Самостоятельная практика без Учителя - как на хромом осле в соседний аул.

----------

Эделизи (17.01.2013)

----------


## AndyZ

> За рамки своего неведения тяжело выйти и с дюжиной учителей, к сожалению. А учитель, по-моему, расположен внутри. Внешний учитель лишь помогает его (внутреннего) растормошить .

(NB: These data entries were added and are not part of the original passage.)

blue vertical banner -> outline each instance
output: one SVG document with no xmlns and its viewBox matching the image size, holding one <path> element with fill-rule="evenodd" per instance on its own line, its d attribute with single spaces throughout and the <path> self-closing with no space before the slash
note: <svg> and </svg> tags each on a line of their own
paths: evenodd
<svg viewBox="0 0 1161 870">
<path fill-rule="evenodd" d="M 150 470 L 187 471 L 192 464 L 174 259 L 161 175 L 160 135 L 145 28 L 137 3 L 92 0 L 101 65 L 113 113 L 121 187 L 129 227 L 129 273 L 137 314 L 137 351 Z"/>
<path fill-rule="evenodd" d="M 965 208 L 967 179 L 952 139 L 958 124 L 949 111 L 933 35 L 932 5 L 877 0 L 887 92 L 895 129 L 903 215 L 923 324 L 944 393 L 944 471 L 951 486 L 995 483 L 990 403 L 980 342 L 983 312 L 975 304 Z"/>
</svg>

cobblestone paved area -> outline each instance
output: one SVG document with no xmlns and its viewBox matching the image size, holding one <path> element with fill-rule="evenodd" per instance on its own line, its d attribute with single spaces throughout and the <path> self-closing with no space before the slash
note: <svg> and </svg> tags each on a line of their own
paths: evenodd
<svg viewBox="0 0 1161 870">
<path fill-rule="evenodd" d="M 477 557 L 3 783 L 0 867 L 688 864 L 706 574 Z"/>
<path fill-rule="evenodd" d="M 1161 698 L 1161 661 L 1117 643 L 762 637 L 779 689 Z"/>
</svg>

Мы оба судим основываясь на своем опыте. Исходя из моего опыта, самостоятельной практики и практики с учителем - я вижу огоромные преимущества в практике с учителем. Конечно, в итоге ученик должен сам работать и никакой учитель не может дать того, чего у ученика уже нет в наличии. Как сказал один учитель. "Я не шарлатан и мне абсолютно нечего дать ученикам, кроме того, что у них уже есть самих".

----------

Дмитрий С (16.01.2013)

----------


## Кайто Накамура

:Smilie:  А вам не приходила мысль, что история направлений близких к чань в Китае и специфики их практики основана больше на местных условиях и на местных специфических препятствиях? Например, было сложно с грамотностью, среди прочего. И при этом культура грамотных - тогдашнего "истеблишмента" была слишком завязана на играх в концепты и ритуальности, конфуцианщине всякого рода, ... :Smilie: 

Это я к тому что наши современные условия очевидно ближе к условиям жизни и культуры элитных каст древней Индии (для мирян уж точно) в сравнении со средневековым Китаем, то есть мы грамотны, имеем много свободного времени и наша культура не страдает от погружения в неоправданный формализм.  :Smilie:

----------

Топпер- (17.01.2013)

----------


## Поляков

> история направлений близких к чань в Китае и специфики их практики основана больше на местных условиях


Пока не сложился новый стиль, практикуем по классическим рецептам.

----------

unsui (17.01.2013), Германн (23.01.2013), Топпер- (17.01.2013), Цхултрим Тращи (17.01.2013)

----------


## Цхултрим Тращи

> Например, было сложно с грамотностью, среди прочего.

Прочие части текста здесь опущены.